Our Certificate of Incorporation provides that the Court of Chancery of the State of Delaware will be the exclusive forum for actions or proceedings brought under Delaware statutory or common law: (1) any derivative action or proceeding brought on our behalf; (2) any action asserting a breach of fiduciary duty; (3) any action asserting a claim against us arising under the DGCL; (4) any action regarding our Certificate of Incorporation or Bylaws; (5) any action as to which the DGCL confers jurisdiction to the Court of Chancery of the State of Delaware; or (6) any action asserting a claim against us that is governed by the internal affairs doctrine. Our Certificate of Incorporation further provides that the federal district courts of the United States of America will be the exclusive forum for resolving any complaint asserting a cause of action arising under the Securities Act of 1933, as amended. Such provision is intended to benefit and may be enforced by us, our officers and directors, employees and agents. Although Certificate of Incorporation contains the choice of forum provisions described above, it is possible that a court could find one or more of these provisions inapplicable for a particular claim or action or that such provision is unenforceable. Further, notwithstanding anything in our Certificate of Incorporation and Bylaws, investors cannot waive compliance with the federal securities laws and regulations thereunder. The choice of forum provisions will not apply to suits brought to enforce any liability or duty created by Exchange Act or any other claim for which the federal courts have exclusive jurisdiction.

If any action the subject matter of which is within the scope described above is filed in a court other than a court located within the State of Delaware (a “Foreign Action”), in the name of any stockholder, such stockholder shall be


deemed to have consented to the personal jurisdiction of the state and federal courts located within the State of Delaware in connection with any action brought in any such court to enforce the applicable provisions of our Certificate of Incorporation and Bylaws and having service of process made upon such stockholder in any such action by service upon such stockholder’s counsel in the Foreign Action as agent for such stockholder.

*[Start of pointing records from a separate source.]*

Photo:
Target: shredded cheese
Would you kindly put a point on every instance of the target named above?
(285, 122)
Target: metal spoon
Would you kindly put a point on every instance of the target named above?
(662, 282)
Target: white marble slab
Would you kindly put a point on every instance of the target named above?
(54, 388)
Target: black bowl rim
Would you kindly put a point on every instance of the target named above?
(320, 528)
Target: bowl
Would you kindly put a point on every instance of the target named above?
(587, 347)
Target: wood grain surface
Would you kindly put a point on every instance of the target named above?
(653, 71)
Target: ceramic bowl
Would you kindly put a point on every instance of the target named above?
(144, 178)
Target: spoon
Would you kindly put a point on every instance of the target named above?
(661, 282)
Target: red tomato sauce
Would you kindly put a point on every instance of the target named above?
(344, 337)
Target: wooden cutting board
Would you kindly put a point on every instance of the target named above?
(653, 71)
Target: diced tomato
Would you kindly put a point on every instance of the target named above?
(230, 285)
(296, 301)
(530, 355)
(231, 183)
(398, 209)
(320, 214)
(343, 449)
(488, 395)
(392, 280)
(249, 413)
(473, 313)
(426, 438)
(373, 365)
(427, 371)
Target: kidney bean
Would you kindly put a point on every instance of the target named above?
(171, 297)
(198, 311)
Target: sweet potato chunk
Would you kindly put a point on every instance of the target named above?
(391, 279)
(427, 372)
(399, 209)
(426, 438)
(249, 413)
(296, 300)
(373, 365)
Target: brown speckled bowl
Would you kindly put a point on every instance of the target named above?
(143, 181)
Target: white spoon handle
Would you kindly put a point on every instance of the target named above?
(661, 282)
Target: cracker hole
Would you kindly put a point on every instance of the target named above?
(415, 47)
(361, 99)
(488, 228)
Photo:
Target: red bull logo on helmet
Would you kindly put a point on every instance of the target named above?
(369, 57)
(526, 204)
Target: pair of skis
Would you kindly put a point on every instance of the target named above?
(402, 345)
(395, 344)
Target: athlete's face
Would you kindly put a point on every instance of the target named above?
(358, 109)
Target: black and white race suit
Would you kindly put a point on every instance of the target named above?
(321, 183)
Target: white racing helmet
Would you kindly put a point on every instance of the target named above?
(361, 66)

These choice of forum provisions may limit a stockholder’s ability to bring a claim in a judicial forum that it finds favorable for disputes with us or any of our directors, officers, other employees or stockholders, which may discourage lawsuits with respect to such claims or make such lawsuits more costly for stockholders, although our stockholders will not be deemed to have waived our compliance with federal securities laws and the rules and regulations thereunder.

Exchange Listing

Our common stock is listed on the Nasdaq Global Market under the symbol “ELYM.”

Transfer Agent and Registrar

The transfer agent and registrar for our common stock is American Stock Transfer & Trust Company, LLC. The transfer agent’s address is 6201 15th Avenue, Brooklyn, New York 11219 and the telephone number is ###-###-####.